• Sophos: il 50% ha dichiarato di aver utilizzato un network wireless altrui

    Tante grandi società che operano nell’ambito della sicurezza informatica investono in studi ed analisi per rendersi conto dell’utilizzo che le persone fanno dei mezzi informatici di cui dispongono e di conseguenza implementano i loro prodotti per garantire sempre la massima sicurezza.

    In questo caso è Sophos che ha promosso e gestito un sondaggio nel quale si richiedevano informazioni sulle connessioni Wireless e sul loro utilizzo, proprio e improprio.

    Il dato curioso che viene rilevato anche sul sito ufficiale è che oltre il 50% delle persone ha ammesso candidamente di aver utilizzato una connessione altrui per connettersi alla rete. In altre parole una moltitudine di persone ha preferito collegarsi in modo gratuito, ma illegale, piuttosto che a pagamento con una connessione da un Internet Service Provider.
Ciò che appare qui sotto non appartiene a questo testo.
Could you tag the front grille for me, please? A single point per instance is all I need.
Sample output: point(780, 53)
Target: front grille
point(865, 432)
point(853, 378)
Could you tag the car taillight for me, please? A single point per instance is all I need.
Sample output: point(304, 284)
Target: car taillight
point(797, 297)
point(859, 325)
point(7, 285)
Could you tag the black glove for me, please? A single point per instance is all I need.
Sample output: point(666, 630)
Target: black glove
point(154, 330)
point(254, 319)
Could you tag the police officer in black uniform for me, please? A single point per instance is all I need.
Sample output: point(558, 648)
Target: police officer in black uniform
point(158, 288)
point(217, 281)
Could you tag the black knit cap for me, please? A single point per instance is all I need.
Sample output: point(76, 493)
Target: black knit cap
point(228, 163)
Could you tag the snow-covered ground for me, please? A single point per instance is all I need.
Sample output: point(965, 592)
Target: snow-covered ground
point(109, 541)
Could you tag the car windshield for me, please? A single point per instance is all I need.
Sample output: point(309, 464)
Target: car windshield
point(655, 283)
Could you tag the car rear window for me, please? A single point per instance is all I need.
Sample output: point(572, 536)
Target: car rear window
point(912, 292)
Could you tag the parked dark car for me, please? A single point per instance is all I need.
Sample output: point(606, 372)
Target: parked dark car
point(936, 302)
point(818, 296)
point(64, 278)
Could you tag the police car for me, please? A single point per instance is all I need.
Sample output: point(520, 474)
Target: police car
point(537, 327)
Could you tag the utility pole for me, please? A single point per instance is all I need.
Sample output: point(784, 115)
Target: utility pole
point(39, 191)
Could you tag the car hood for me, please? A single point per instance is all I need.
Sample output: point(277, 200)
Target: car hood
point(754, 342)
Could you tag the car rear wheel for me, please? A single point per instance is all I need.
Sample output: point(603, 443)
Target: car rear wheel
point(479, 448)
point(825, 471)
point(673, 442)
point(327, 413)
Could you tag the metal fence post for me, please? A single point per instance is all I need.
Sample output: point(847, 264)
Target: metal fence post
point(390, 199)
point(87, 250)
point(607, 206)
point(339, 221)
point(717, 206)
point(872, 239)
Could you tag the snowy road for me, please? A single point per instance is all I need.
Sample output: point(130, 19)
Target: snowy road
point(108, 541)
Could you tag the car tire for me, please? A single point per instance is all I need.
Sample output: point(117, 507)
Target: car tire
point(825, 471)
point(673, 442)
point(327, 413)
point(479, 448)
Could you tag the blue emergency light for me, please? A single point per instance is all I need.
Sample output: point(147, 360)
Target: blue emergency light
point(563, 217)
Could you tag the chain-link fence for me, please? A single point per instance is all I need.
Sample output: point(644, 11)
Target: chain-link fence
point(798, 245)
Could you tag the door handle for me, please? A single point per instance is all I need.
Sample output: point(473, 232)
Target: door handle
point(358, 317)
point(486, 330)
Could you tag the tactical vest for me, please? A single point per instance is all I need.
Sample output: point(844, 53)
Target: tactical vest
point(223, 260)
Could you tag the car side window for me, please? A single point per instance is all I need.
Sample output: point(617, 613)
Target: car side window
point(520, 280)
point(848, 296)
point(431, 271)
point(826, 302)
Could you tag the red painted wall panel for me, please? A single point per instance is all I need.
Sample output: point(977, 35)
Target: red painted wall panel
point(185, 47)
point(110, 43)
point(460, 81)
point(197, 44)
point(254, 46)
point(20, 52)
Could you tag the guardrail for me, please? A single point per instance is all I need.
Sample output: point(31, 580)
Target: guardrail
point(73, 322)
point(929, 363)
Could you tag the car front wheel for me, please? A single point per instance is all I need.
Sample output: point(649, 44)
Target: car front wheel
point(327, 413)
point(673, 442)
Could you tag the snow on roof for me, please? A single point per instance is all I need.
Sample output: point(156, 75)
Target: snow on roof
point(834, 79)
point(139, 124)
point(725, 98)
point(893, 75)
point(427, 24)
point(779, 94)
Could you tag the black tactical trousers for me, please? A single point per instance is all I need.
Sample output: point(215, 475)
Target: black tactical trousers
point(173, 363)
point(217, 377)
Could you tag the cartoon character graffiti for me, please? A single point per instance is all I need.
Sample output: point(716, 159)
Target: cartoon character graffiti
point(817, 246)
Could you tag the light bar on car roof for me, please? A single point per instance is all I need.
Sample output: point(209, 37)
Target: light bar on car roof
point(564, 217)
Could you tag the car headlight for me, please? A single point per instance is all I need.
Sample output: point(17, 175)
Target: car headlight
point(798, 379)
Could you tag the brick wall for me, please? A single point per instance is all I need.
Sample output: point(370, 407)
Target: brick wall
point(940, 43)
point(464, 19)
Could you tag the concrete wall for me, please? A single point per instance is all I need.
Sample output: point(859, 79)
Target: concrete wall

    La natura del problema è duplice. Innanzitutto è evidente che molte reti Wireless sono protette da un sistema di sicurezza inadeguato e facile da aggirare. In particolare sotto accusa ci sono la maggior parte delle reti domestiche in quanto chi le possiede non ha uno skill abbastanza avanzato da capire quali sono i meccanismi di sicurezza e come e quando utilizzarli.

    D’altra parte, in un altro nostro articolo, avevamo evidenziato come moltissimi degli access point o router wireless che è possibile individuare in giro per le strade mostrano all’esterno ancora il nome dato dall’azienda di fabbricazione o dalla società di distribuzione.

    Altro discorso andrebbe fatto per le realtà aziendali nelle quali, per fortuna, non sono così eclatanti i problemi che riguardano la sicurezza del Wireless, ma mostrano altre criticità che in un certo senso potremmo definire di più alto livello.

    In secondo luogo c’è da dire che la facilità con cui si entra in una rete altrui è il segno evidente che questa effrazione non viene percepita da chi la fa come un reato e per questo non ha remore nella sua azione.

    Sophos raccomanda di proteggere con più attenzione la rete e il computer da attacchi informatici o semplicemente dall’uso improprio della rete. Si ricorda che, a grandi linee, il titolare del contratto con l’ISP è responsabile di ogni azione eseguita all’interno della propria rete.